Some people would call Travanti a fanatic about his diet. His palms are a strange shade of yellow-orange from eating so many carrots. He pops vitamins the way some men pop Tic Tacs.
"Did you read the new thing," he asks, "about carrots (concluded on page 171)King of the Hill(continued from page 162) and vitamin A and how they will prevent anything? They also say the same about broccoli and Brussels sprouts, both of which I love. But they make your skin green. Of course, there's no guarantee with all this. You eat all this healthy food and then you go home and have a heart attack. But that's the cynical side of me. All I know is that I feel great."
And to many female fans of Hill Street Blues, he's become one hell of a sex symbol. He had some trouble dealing with that at first. "Hey, I'm a guy who needs a special nose lens," he says. "Sometimes, on profile shots, I obscure Veronica completely. Me, a sex symbol? Come on. I'll be honest with you, though. I may not understand it--but I love it.
"I think it has to do with the show and the character and the women in his life.
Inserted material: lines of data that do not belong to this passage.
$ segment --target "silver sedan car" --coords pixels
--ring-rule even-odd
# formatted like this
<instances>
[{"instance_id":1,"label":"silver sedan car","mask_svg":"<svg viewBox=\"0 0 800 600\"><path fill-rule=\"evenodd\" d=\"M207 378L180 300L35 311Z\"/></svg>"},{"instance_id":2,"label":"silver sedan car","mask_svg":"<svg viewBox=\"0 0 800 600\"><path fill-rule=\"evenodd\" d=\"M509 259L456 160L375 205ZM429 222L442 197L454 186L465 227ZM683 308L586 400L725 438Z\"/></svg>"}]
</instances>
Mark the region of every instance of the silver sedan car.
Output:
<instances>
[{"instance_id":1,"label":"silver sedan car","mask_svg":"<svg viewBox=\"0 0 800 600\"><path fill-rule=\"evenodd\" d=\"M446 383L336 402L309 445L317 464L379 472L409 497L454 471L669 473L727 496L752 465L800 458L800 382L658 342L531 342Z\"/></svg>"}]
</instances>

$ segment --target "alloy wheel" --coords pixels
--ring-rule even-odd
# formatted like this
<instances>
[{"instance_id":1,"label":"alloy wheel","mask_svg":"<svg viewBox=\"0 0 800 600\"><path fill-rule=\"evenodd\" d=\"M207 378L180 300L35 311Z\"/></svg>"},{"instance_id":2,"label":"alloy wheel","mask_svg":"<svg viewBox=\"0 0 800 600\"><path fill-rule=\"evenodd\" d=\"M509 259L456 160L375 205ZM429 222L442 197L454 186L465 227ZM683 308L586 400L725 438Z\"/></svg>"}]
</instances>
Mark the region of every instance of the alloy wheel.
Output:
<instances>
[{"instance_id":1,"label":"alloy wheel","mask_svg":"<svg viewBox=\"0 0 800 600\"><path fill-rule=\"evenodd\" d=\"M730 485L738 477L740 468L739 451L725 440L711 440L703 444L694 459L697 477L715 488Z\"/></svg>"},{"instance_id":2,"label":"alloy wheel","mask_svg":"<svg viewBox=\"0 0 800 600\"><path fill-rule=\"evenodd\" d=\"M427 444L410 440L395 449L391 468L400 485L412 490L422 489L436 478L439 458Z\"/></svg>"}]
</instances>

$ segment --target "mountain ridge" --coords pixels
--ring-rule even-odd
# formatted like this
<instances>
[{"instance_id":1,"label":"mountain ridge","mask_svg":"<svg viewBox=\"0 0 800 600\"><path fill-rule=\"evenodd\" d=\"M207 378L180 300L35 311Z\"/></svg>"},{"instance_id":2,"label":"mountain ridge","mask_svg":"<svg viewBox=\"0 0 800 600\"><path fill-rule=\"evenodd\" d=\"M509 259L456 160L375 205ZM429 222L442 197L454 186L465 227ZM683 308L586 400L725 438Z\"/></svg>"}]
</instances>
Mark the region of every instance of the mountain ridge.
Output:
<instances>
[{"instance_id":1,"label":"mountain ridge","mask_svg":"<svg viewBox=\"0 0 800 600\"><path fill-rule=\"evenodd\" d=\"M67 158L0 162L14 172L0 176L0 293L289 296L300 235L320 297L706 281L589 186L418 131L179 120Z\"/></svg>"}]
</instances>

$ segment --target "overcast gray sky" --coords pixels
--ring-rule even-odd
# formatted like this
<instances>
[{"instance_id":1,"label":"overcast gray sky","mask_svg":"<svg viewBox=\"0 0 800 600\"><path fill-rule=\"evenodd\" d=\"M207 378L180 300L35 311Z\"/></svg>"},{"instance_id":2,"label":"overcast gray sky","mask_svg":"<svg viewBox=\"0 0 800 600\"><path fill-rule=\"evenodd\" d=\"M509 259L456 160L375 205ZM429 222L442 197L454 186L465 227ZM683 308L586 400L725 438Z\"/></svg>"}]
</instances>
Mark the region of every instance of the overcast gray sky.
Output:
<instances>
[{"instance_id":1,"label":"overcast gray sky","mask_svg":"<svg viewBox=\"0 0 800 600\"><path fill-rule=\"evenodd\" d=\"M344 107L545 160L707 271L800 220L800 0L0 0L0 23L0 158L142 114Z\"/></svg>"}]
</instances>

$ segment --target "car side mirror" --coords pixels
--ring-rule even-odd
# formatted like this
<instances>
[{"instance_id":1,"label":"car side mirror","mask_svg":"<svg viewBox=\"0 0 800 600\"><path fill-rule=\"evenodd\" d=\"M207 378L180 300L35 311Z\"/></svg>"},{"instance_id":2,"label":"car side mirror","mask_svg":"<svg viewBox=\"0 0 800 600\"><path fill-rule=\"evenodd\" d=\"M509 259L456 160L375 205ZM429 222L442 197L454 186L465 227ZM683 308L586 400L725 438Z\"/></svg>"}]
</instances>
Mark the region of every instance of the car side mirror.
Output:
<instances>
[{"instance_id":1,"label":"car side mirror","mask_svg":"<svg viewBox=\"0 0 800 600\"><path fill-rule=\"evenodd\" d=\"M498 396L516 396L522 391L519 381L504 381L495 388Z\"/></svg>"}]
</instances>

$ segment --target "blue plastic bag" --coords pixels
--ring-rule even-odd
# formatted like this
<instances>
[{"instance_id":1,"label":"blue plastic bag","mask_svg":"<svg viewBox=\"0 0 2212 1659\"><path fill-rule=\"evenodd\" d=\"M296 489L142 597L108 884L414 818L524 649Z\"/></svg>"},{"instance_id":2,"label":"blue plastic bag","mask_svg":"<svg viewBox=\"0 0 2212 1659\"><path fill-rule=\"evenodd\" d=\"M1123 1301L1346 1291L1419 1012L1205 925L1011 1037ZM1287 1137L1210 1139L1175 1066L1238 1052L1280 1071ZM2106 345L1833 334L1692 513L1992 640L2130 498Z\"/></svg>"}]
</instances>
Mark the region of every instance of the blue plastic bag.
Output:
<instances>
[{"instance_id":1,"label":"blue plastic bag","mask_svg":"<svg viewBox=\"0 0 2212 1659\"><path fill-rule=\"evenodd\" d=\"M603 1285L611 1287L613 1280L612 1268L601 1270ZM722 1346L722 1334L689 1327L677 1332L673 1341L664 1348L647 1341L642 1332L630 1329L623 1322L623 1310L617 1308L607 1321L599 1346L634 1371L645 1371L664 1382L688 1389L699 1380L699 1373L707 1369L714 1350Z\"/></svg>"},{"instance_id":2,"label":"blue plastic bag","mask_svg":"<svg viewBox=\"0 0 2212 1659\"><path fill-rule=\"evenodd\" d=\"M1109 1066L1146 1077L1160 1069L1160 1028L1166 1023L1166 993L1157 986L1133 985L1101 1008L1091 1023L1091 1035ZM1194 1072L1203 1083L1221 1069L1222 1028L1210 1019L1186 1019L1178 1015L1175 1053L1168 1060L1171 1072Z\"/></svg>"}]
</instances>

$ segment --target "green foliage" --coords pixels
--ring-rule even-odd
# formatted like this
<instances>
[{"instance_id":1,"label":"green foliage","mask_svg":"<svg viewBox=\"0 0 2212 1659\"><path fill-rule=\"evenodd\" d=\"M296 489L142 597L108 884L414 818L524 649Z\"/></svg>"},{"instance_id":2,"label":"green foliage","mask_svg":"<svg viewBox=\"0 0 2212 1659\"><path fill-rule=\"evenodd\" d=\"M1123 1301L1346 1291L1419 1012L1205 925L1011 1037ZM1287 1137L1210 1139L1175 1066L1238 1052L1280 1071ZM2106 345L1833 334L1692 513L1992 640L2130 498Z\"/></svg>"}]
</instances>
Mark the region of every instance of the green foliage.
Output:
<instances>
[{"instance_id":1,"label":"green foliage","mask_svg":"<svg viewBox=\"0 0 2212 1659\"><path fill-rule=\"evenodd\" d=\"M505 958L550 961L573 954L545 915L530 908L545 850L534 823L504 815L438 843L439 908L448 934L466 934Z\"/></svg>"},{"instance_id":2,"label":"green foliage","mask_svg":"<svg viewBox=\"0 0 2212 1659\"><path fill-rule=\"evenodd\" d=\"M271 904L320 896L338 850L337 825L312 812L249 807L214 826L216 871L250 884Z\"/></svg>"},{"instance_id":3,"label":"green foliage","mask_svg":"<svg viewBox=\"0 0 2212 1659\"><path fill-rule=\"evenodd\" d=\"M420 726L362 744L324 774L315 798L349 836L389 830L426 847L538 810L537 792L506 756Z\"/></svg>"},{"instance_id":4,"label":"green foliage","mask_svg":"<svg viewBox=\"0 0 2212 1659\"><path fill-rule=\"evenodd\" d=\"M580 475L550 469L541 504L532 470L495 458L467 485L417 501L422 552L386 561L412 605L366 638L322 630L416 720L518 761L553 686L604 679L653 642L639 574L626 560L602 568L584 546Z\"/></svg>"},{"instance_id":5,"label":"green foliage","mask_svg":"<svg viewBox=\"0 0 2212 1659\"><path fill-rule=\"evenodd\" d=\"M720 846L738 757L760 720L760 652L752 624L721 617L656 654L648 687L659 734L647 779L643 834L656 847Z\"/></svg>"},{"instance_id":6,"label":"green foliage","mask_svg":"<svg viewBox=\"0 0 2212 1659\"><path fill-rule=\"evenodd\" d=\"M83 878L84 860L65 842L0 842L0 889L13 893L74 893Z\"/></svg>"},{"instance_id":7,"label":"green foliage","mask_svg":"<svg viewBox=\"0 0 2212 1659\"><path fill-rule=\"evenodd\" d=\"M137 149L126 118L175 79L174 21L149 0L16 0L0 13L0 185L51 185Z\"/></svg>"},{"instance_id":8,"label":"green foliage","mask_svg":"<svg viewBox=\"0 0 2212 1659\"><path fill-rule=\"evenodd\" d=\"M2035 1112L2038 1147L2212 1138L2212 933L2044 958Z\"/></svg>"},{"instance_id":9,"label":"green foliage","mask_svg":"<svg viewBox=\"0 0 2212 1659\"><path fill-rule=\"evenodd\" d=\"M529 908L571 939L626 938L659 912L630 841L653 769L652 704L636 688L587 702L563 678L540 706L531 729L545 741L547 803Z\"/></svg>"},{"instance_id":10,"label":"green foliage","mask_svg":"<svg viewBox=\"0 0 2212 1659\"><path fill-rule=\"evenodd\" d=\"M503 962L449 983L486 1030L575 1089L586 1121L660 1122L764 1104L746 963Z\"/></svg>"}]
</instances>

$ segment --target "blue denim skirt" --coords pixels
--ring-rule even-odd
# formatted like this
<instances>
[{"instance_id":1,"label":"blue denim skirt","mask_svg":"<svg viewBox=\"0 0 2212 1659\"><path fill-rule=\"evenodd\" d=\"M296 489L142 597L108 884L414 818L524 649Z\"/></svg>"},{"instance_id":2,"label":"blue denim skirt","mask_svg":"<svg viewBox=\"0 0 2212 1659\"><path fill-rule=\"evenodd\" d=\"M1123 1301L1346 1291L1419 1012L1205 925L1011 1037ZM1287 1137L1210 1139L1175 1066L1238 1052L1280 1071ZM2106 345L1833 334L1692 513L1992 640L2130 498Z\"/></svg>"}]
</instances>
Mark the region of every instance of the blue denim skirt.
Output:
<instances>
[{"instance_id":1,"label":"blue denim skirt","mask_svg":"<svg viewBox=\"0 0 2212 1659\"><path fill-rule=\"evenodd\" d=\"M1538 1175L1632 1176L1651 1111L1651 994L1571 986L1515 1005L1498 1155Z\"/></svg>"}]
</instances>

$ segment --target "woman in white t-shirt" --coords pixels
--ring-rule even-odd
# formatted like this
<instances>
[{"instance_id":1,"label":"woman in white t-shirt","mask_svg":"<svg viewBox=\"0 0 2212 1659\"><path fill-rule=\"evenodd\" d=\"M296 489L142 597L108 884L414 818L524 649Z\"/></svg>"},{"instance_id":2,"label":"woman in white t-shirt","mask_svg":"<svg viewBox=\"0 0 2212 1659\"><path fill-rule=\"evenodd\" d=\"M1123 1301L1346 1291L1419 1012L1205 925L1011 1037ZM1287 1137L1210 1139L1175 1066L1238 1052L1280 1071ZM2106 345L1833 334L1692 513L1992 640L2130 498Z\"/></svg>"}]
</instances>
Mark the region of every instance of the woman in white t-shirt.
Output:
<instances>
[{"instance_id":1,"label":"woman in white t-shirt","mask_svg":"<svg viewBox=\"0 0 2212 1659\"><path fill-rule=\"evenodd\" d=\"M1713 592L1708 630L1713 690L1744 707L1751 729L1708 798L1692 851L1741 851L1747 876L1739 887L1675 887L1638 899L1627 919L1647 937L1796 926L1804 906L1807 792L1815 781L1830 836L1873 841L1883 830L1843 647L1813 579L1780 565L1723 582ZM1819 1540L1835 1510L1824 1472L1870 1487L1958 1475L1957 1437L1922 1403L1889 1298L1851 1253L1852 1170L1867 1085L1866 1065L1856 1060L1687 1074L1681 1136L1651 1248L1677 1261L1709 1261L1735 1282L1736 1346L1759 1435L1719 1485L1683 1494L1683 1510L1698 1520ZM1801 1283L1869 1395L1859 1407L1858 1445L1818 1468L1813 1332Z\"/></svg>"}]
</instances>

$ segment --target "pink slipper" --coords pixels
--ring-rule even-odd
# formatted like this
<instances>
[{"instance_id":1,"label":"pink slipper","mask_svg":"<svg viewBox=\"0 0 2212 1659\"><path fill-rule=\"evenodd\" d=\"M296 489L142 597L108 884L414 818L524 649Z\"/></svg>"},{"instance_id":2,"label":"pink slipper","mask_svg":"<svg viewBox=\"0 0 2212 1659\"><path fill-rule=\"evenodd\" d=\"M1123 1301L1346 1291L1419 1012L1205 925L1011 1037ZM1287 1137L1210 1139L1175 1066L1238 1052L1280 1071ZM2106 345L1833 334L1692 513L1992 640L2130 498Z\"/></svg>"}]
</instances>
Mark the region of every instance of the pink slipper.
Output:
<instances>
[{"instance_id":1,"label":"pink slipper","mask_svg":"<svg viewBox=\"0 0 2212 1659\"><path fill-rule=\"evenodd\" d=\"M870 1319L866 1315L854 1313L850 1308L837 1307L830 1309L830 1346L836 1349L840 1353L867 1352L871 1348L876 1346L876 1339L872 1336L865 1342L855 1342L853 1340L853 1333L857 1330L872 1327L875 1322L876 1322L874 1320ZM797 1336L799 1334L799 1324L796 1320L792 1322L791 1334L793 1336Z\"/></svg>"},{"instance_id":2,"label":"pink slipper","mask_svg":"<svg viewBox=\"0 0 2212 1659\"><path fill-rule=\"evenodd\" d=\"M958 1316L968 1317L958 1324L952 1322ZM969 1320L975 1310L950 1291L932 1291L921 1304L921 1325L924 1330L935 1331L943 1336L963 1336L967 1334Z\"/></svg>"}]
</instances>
It makes me nervous sometimes when women come on in real life, because that sex-symbol image is hard to live up to. I don't want to have to. But I can deal with it now the same way I can deal with success. It's a great relief. I finally broke through that barrier of anonymity--I think. I'm not even sure about it from day to day. Fame comes fast, and it can go just as fast. The important thing is to remember who you are. If there's a sex symbol here, it's Furillo. He's the character. And he's not really me. I'm Travanti. Plain and simple. Always was, always will be. And as someone very close to me once said, 'What you see is what you get.' "
The Official Daniel J. Travanti Lose-the-Fitness-Blues Sit-up
Travanti does this exercise many times a day. He suggests you go easy the first few times you try it. Lie on your back and anchor your feet. Nothing fancy--the bottom of a sofa will do. Don't lie on too hard a surface. Putting a towel underneath you will prevent your rear from getting sore. Now bend your knees and keep your hands folded above your belly. Raise your torso off the floor so you feel tension in your abdominal muscles, not in your lower back. An involuntary rippling of those muscles lets you know you've hit it right. Now just stay there. Try to hold it for a count of ten, working up to a count of 20. You should bob back and forth a little but never sit all the way up or go all the way down. If you can hold it to a count of 50, Veronica Hamel will be banging your door down.